Bug 287936 - [Import/Export] Import project archive (zip) does not work with umlauts / unicode
Summary: [Import/Export] Import project archive (zip) does not work with umlauts / uni...
Status: NEW
Alias: None
Product: Platform
Classification: Eclipse Project
Component: IDE (show other bugs)
Version: 3.4.1   Edit
Hardware: PC Windows XP
: P3 normal (vote)
Target Milestone: ---   Edit
Assignee: Platform UI Triaged CLA
QA Contact:
URL:
Whiteboard:
Keywords:
Depends on:
Blocks:
 
Reported: 2009-08-28 05:37 EDT by Martin Domig CLA
Modified: 2019-09-06 16:06 EDT (History)
1 user (show)

See Also:


Attachments

Note You need to log in before you can comment on or make changes to this bug.
Description Martin Domig CLA 2009-08-28 05:37:30 EDT
Build ID: M20080911-1700

Steps To Reproduce:
1. Create a project with files/folders in it that contain umlauts/unicode characters in the name
2. Use the WinXP zip (send to -> zip file) to create a zip archive of that project from your workspace
3. Import that zip file into your workspace using the "Import Existing Projects into Workspace" wizard

Result: Files with umlauts in the name are mangled. Folders with umlauts in the name are EMPTY.

More information:
The problem seems to be the Sun zip implementation (java.util.zip), which does not work correctly with anything other than ASCII <127 characters. Probably the most viable solution would be to use something different than java.util.zip.

See also http://www.velocityreviews.com/forums/t147286-javautilzip-not-handling-unicode-filenames.html

When exporting the archive using the export wizards, the export works correctly (at least as long as everything is done on the same system). However, eclipse should be able to import zip files created by 3rd party applications.
Comment 1 Paul Webster CLA 2009-08-31 08:31:04 EDT
(In reply to comment #0)
> Build ID: M20080911-1700
> 
> Steps To Reproduce:
> 1. Create a project with files/folders in it that contain umlauts/unicode
> characters in the name

What happens when you create the files/folders in eclipse and then Export to an archive and import from an archive.  Do we mangle them in that case as well?

PW
Comment 2 Martin Domig CLA 2009-08-31 08:44:42 EDT
No, as long as you don't use anything but the wizards provided you're fine.
Comment 3 Paul Webster CLA 2009-08-31 08:54:57 EDT
This is most likely a dup of bug 75184

See bug 272126 comment #18

PW
Comment 4 Martin Domig CLA 2009-08-31 10:12:32 EDT
(In reply to comment #3)

Yes, looks like a dup. I did not find these when I searched the database.
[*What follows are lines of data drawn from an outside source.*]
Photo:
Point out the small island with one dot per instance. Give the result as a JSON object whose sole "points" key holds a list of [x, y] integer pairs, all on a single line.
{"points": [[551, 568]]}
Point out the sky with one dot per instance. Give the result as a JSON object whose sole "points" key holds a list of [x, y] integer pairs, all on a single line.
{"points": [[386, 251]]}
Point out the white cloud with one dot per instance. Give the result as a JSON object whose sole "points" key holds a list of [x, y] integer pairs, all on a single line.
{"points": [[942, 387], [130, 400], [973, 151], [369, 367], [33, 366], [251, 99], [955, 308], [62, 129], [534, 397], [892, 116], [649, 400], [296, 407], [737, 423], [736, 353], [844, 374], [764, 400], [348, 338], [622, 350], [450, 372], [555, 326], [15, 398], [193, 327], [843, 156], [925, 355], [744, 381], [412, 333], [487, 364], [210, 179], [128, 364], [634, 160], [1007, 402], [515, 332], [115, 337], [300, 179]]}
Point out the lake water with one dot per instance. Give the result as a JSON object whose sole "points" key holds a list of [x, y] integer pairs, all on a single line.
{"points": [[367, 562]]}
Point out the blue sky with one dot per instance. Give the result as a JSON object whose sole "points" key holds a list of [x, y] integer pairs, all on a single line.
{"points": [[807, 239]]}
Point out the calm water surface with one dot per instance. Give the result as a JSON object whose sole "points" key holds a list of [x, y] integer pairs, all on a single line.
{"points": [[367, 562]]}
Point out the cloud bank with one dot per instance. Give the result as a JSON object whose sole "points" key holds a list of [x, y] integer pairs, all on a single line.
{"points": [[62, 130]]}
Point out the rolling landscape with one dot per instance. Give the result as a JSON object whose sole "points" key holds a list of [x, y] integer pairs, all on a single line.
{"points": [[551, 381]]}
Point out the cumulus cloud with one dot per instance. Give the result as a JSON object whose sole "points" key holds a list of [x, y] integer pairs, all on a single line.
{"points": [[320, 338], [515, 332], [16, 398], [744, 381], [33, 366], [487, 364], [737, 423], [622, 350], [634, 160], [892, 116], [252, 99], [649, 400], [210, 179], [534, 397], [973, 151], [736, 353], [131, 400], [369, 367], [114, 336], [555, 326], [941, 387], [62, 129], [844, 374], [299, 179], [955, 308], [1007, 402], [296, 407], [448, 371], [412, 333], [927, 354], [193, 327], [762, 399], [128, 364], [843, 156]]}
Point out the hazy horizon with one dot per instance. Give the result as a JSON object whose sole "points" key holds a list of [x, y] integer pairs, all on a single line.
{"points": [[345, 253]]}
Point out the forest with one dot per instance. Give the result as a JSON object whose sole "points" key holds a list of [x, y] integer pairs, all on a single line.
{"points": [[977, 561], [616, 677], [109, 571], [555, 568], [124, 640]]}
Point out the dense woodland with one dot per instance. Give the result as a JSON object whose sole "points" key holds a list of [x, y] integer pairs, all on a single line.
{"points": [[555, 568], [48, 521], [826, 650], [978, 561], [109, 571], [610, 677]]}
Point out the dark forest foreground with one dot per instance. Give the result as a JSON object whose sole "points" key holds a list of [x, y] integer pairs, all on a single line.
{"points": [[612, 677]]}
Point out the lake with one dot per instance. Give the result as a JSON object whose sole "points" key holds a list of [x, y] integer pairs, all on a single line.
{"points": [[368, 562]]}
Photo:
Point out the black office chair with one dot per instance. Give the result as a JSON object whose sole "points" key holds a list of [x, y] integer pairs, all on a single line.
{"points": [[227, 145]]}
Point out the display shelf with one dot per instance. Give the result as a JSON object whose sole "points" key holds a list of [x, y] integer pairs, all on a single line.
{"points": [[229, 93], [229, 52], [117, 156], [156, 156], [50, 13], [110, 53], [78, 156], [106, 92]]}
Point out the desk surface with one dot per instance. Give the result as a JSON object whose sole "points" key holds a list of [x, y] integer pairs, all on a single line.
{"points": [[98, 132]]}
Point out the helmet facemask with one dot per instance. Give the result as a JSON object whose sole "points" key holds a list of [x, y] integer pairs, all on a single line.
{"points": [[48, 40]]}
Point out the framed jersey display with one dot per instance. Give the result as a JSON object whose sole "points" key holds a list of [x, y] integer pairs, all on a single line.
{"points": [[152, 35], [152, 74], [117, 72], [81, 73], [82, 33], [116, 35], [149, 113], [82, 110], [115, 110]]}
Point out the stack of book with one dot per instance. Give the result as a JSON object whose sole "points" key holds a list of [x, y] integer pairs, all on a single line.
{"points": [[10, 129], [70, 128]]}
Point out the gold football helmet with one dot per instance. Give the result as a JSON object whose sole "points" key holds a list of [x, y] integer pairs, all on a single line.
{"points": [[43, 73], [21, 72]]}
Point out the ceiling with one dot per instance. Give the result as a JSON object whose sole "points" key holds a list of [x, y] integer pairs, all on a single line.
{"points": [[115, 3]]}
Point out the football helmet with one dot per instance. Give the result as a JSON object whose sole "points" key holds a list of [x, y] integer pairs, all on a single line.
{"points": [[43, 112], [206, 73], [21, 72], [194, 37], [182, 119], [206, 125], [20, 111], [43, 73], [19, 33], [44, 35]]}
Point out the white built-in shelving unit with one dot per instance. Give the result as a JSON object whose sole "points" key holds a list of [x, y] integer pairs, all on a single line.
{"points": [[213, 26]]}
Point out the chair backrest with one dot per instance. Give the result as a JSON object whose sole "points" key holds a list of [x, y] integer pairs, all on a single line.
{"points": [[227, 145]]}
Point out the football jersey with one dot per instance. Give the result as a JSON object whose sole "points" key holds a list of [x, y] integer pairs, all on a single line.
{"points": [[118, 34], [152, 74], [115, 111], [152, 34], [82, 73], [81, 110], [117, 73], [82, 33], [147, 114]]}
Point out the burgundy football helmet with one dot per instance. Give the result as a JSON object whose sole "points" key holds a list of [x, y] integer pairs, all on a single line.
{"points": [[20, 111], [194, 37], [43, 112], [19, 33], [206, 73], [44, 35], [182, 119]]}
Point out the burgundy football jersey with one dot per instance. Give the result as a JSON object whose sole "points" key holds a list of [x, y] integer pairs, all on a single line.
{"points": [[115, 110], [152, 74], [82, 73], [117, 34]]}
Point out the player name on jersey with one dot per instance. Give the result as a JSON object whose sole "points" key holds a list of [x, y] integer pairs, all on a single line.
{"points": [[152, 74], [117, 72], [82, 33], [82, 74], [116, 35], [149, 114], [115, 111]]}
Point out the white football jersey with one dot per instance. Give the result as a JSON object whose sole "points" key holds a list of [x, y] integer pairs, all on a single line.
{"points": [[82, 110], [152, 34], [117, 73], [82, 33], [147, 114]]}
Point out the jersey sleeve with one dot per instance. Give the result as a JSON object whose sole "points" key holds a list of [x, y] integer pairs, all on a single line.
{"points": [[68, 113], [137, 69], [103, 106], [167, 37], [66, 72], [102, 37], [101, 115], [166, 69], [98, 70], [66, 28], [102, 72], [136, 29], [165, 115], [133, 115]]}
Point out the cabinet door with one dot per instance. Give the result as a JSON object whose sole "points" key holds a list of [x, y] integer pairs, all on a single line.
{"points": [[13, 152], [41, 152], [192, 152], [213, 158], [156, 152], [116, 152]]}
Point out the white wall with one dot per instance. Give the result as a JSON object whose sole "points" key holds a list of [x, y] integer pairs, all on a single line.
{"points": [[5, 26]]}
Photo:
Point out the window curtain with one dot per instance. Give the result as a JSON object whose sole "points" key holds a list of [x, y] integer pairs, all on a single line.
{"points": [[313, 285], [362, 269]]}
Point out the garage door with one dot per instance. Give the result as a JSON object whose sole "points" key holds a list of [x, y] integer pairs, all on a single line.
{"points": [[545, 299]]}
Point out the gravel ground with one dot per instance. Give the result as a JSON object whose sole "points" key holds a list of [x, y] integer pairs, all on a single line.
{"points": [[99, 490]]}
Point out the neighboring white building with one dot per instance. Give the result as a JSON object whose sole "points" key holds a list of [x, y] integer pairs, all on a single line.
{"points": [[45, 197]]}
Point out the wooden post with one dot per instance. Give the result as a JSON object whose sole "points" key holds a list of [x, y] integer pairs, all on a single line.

But, to clarify the apparent cause of the problem:

java.util.zip uses a non-standard encoding for file names in the zip archives, if the file names contain unicode characters. It uses an encoding that nothing else can generate or understand, but the compression algo is the same.
If you use unicode characters file names, this renders java.util.zip effectively incompatible to the rest of the world. For that reason I suggest NOT to use it to zip/unzip anything in eclipse, since the majority of people on this planet are native speakers of languages other than english.
Comment 5 Paul Webster CLA 2009-08-31 10:28:18 EDT
(In reply to comment #4)
> But, to clarify the apparent cause of the problem:
> 
> java.util.zip uses a non-standard encoding for file names in the zip archives,
> if the file names contain unicode characters. It uses an encoding that nothing
> else can generate or understand, but the compression algo is the same.
> If you use unicode characters file names, this renders java.util.zip
> effectively incompatible to the rest of the world. For that reason I suggest
> NOT to use it to zip/unzip anything in eclipse, since the majority of people on
> this planet are native speakers of languages other than english.

This is not likely to happen ... java.util.zip is what is available, and it seems from the blog you posted that Sun is not likely to fix their implementation, windows is not likely to fix theirs, and the linux one uses a slightly different algorithm than either (that is mostly compatible with Sun's).  I'm not sure what the Mac does.

The usecase here is: an OSS EPL compatible zip/unzip library that can handle windows, winzip, pkzip, sun zips, linux zip, and whatever the Mac offers.

AFAIK that's not available

PW
Comment 6 Paul Webster CLA 2009-08-31 10:30:33 EDT
If suggestions are available, here's how to contribute: http://wiki.eclipse.org/Platform_UI/How_to_Contribute

PW
Comment 7 Eclipse Webmaster CLA 2019-09-06 16:06:30 EDT
This bug hasn't had any activity in quite some time. Maybe the problem got resolved, was a duplicate of something else, or became less pressing for some reason - or maybe it's still relevant but just hasn't been looked at yet.

If you have further information on the current state of the bug, please add it. The information can be, for example, that the problem still occurs, that you still want the feature, that more information is needed, or that the bug is (for whatever reason) no longer relevant.